When setting up a finite element system you have to use quadrature to calculate the integrals. I'm having trouble understanding what order rule to use.
I know of some rules of thumb, for example with the 1D Hemholtz you end up with the matrix $M + S$, where $M_{ij} = (\phi_i, \phi_j)$ and $S_{ij} = (\phi_i', \phi_j')$. In this case if $\phi$ is a polynomial of degree $n$, then the integrals in $M$ will of degree $2n$ and the integrals in $S$ will be of degree $2(n-1)$. Using a Gauss rule of order $n$ is recommended here, which integrates $S$ exactly.
When using DG on the advection equation the "stiffness" matrix becomes $S_{ij} = (\phi_i', \phi_j)$. In this case I found that using an order $n$ Gauss quadrature rule (which should still integrate $S$ exactly) gives me a singular matrix, and that I have to use a rule of order $n+1$ to get an invertible matrix. Is there some way to know beforehand what order rule to use, or it just determined experimentally?

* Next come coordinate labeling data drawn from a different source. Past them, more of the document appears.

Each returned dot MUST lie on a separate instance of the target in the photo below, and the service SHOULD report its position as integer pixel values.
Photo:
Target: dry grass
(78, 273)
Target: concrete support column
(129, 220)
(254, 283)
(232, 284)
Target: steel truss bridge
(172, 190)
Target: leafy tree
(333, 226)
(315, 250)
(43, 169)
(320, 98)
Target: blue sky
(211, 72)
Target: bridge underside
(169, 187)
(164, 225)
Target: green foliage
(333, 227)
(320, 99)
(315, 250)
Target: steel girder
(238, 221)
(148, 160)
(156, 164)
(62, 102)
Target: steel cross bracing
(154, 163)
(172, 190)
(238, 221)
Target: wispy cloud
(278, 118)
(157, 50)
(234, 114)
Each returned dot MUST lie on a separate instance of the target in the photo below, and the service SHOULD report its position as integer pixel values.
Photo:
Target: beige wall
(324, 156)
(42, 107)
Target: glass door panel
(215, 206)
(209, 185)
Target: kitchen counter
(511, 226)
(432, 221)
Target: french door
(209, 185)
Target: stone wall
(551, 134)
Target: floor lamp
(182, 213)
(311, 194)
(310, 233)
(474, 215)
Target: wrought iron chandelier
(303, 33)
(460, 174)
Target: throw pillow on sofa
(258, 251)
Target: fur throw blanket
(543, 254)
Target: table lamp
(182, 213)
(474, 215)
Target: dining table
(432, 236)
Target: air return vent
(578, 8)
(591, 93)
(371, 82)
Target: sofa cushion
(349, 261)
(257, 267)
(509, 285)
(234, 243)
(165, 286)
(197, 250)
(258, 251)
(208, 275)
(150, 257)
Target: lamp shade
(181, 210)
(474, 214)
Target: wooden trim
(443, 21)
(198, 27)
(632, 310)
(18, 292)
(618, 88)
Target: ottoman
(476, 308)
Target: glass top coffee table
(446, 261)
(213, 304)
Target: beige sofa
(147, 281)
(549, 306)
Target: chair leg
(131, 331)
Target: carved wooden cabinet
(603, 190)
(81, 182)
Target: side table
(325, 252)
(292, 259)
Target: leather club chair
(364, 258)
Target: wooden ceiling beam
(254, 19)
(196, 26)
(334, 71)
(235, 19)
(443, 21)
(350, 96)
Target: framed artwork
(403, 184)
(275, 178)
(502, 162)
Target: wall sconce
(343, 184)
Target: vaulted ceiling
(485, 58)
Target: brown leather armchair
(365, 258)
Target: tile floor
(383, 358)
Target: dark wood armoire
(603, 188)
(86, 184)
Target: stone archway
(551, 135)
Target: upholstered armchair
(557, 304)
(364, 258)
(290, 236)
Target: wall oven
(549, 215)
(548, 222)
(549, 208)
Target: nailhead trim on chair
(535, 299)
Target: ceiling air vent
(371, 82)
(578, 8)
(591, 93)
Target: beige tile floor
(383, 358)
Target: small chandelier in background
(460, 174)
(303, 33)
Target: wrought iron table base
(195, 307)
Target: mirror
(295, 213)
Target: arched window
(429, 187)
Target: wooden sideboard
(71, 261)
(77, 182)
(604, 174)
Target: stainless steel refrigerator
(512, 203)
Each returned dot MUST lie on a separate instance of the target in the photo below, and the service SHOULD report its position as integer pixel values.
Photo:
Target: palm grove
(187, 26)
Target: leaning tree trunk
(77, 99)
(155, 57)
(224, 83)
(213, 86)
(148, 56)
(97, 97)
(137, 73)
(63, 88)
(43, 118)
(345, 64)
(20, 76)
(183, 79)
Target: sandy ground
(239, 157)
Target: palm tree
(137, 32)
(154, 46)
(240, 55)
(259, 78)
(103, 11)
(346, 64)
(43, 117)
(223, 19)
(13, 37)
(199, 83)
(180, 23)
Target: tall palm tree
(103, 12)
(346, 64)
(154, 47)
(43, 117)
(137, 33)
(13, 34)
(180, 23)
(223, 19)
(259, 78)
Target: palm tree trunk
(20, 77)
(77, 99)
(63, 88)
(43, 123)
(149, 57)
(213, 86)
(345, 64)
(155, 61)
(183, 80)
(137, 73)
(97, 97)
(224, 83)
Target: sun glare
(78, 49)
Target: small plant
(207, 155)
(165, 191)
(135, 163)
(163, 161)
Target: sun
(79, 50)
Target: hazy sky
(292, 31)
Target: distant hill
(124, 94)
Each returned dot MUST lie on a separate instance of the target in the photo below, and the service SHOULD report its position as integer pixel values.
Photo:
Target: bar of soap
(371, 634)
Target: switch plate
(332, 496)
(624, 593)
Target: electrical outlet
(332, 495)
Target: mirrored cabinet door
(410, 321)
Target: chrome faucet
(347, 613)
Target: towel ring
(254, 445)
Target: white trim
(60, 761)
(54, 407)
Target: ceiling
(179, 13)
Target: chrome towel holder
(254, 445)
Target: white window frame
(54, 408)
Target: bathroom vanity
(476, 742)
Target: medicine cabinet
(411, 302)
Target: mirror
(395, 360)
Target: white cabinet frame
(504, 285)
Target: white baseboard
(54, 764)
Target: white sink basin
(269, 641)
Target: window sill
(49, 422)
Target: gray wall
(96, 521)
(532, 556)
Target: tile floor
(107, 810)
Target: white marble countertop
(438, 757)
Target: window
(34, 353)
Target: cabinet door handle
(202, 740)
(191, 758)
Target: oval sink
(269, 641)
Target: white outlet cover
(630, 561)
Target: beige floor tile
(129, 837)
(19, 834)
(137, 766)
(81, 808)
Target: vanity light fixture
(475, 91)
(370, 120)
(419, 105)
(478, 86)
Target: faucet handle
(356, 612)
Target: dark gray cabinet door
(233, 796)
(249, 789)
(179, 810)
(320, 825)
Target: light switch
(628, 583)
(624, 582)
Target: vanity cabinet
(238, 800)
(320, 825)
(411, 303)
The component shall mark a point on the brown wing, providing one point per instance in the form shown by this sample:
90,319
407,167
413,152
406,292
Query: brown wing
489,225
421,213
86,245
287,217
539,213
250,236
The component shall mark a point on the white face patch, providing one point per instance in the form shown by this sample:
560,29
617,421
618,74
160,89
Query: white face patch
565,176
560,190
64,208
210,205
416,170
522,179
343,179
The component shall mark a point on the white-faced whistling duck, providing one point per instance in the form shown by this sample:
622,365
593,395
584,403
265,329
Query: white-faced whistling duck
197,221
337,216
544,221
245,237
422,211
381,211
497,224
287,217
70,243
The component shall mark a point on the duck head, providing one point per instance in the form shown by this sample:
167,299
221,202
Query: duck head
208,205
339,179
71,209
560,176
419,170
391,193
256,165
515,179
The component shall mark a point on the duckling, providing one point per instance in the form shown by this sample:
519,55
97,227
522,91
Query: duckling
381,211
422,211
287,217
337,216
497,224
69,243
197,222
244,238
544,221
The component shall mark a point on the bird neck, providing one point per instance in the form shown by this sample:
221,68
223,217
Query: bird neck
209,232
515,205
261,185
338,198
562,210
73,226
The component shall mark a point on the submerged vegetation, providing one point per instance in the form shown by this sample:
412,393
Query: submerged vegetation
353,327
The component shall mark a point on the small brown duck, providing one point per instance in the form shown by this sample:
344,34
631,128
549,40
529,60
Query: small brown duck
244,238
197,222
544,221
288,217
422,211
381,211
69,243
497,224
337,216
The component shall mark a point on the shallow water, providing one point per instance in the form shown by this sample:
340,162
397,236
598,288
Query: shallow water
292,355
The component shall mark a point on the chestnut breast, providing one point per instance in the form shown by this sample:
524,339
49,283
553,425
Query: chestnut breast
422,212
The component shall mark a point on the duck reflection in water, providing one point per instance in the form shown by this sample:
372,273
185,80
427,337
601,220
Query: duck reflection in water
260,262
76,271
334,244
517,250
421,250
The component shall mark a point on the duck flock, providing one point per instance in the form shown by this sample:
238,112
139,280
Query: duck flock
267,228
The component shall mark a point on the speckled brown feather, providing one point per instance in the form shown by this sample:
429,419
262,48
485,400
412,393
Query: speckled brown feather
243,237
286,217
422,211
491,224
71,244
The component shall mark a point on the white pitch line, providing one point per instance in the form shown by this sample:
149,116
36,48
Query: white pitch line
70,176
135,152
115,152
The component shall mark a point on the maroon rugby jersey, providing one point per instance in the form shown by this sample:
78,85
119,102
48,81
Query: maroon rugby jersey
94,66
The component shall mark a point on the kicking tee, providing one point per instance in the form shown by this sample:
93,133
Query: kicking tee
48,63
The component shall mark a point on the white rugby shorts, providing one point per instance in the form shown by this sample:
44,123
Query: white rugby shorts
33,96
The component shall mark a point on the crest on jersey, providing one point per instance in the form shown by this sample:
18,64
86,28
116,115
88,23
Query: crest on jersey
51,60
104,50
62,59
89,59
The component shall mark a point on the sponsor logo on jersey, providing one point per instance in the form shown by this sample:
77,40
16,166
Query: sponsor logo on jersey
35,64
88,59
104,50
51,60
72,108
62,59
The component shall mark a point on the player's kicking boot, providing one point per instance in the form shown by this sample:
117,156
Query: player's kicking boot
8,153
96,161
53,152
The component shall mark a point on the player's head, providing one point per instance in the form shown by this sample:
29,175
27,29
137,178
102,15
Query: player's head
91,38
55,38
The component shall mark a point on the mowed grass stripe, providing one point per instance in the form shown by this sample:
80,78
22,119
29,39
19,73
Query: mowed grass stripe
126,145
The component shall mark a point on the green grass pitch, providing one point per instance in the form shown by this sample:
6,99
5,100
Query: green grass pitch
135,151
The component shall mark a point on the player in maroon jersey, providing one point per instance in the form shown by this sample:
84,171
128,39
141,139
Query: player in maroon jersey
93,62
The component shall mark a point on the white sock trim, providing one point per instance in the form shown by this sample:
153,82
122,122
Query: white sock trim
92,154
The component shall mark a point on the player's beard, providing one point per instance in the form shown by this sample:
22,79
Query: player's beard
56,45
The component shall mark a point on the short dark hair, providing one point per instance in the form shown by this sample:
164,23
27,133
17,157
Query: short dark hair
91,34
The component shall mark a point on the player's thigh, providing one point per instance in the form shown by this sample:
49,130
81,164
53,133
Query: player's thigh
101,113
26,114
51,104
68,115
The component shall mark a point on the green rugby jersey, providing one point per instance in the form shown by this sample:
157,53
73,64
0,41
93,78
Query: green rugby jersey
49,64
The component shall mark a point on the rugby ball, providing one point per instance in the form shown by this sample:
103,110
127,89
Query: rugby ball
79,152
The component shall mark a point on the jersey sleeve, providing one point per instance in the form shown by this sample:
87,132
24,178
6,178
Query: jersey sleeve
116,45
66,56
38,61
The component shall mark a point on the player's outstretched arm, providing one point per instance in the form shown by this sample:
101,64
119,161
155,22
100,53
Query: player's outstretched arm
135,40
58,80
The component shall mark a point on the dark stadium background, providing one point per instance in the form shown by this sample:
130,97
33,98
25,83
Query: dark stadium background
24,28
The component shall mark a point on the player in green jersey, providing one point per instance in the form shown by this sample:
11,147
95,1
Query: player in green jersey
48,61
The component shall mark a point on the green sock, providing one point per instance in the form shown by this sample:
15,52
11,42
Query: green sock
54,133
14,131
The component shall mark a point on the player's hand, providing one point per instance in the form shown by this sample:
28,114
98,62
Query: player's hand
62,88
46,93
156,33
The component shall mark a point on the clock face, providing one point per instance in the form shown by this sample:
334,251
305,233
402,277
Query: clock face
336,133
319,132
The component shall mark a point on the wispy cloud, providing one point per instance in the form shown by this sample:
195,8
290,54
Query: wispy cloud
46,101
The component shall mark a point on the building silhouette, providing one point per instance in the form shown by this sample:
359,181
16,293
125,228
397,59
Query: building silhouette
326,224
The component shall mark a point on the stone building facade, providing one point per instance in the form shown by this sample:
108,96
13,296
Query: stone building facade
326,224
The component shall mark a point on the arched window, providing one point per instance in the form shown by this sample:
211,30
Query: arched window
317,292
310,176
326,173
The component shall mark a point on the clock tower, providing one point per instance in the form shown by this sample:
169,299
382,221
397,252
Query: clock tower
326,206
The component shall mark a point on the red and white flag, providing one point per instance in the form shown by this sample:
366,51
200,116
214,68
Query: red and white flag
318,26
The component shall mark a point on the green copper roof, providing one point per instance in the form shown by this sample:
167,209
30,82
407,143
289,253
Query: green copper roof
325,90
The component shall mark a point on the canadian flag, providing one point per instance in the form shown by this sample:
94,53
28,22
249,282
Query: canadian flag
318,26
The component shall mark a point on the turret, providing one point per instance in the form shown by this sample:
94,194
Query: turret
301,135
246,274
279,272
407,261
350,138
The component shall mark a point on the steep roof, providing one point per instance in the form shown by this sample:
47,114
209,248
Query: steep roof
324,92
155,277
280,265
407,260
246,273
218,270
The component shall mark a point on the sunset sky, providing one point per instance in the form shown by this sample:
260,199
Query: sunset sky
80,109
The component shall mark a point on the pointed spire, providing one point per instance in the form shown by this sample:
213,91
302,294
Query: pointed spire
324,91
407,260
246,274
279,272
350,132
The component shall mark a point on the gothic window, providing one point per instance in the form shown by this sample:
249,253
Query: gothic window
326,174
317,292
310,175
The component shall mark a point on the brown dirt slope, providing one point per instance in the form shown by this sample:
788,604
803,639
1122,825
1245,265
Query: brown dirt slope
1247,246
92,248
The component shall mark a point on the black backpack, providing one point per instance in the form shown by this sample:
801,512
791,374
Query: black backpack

EDIT: As per comments below, I'm using DG with Langrangian elements on a uniform grid to solve the time dependent advection equation $u_t + au_x = 0$. I have periodic boundary conditions on the domain $[0, 2\pi]$ and the initial condition $u(x,0) = \sin(x)$.
This is my first attempt coding DG myself, so I'm using central flux and backwards Euler for the time step. Using basis functions of degree $n$ and $\Delta t = h^{n+1}$, the solutions converge to the exact solution in the $L^2$ norm as $O(h^{n+1})$.